The share freeze is used in several situations where one wishes to integrate a new shareholder, in whole or in part. The typical case is that of the founder of a company who wishes to retire from the business and transfer the company to his child who will continue the operation. Various tax provisions mean that one cannot, without immediate tax consequences, simply give one's shares to a child, or let him subscribe for shares for a symbolic amount when the company has accumulated a significant value. The idea of the freeze is that all the value of the company is encapsulated in preferred shares, so that subscribers to common shares can buy the shares for a small amount, for example $100. The freeze is often used in the context of a business succession, but also when one or more shareholders wish to bring in a new partner.
Various provisions of the Income Tax Act (and their provincial equivalents) allow for a share freeze without any immediate tax consequences.
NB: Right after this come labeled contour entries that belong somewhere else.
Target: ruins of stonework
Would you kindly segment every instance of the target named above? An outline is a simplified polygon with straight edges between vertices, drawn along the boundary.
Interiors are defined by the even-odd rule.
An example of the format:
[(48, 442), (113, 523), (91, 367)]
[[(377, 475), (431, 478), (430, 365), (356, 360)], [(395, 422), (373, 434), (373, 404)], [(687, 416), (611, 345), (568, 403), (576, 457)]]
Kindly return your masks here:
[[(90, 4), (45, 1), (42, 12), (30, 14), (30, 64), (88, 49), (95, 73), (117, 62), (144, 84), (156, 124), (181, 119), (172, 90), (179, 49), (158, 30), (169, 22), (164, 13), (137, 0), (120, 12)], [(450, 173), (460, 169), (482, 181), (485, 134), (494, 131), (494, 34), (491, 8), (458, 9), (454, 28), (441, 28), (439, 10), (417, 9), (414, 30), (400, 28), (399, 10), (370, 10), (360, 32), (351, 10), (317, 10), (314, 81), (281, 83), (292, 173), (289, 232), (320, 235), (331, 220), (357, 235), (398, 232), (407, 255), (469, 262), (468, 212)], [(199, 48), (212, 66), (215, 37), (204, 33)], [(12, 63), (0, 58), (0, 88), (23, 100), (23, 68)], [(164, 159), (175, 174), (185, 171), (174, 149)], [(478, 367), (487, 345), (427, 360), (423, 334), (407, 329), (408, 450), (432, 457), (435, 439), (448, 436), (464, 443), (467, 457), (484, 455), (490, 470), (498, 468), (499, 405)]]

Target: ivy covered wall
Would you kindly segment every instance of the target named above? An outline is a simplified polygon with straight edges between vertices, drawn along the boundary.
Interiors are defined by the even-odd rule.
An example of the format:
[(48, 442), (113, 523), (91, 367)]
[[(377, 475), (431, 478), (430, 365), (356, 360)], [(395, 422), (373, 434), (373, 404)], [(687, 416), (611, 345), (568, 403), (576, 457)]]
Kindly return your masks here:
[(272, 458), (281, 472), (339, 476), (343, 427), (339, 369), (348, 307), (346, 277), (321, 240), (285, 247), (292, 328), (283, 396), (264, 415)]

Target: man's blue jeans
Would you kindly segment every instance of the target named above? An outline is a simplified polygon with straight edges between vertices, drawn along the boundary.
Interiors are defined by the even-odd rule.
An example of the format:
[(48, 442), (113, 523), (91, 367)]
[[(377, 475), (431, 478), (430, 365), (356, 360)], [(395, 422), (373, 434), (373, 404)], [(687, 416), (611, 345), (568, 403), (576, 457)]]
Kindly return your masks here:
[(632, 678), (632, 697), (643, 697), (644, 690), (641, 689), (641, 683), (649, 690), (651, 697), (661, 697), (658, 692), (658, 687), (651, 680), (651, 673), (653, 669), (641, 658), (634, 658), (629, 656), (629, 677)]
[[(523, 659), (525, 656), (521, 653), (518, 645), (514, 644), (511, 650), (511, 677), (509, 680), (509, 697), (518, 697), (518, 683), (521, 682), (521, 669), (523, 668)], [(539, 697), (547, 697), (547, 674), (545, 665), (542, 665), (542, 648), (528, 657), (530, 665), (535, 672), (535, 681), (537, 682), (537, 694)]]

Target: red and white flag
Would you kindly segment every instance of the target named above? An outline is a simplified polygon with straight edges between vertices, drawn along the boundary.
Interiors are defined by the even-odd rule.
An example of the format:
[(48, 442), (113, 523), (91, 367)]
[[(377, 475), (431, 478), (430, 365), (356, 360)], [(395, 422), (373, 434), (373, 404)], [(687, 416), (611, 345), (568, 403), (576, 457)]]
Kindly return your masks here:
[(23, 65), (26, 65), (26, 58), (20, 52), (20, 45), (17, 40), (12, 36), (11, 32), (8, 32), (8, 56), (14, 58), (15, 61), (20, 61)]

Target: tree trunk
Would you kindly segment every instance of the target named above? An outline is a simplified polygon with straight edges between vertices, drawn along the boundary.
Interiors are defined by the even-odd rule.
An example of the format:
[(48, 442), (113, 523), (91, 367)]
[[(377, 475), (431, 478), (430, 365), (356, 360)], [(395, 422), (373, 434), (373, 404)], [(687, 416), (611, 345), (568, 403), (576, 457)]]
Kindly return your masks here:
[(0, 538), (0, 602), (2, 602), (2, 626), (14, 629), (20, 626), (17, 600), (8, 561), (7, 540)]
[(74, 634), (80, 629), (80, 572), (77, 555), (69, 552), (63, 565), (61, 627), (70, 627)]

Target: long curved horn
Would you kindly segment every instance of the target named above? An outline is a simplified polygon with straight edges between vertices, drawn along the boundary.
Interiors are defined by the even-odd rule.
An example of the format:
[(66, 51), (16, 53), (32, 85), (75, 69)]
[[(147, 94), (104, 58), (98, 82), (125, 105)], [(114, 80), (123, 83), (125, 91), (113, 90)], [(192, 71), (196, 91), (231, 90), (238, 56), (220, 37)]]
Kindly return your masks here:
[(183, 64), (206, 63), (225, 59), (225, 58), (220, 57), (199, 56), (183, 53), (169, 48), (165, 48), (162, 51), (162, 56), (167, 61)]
Legally, at the corporate law level, the freeze may be effected by an exchange of shares. The share exchange is expressly provided for in the Quebec Business Corporations Act, and is one of the methods by which a corporation may acquire its own issued shares. An exchange agreement will be entered into between the corporation and the shareholder in question, whereby the shareholder sells his or her shares to the corporation (these shares will then be cancelled), and the corporation issues new freeze preference shares in return.
An alternative is to convert the common shares to freeze preferred shares; in such a case there is no transfer of shares per se but rather a "conversion" of those shares. At the federal level, the conversion will require the filing of articles of amendment with Corporations Canada, while at the provincial level the conversion can be done by resolution of directors and shareholder approval.
It should be noted that the articles of association must provide for the type of shares required to make the freeze in the authorised share capital. Otherwise, the articles of association must be amended to create a new category. For tax purposes, this will be a "reorganisation of capital".
A new subscription of ordinary shares will have to take place after the freeze, for a minimum amount. If the company is a federal company, the payment of the subscribed shares should not be forgotten, as the pre-payment of the shares prior to their issuance is mandatory for the issuance to be valid.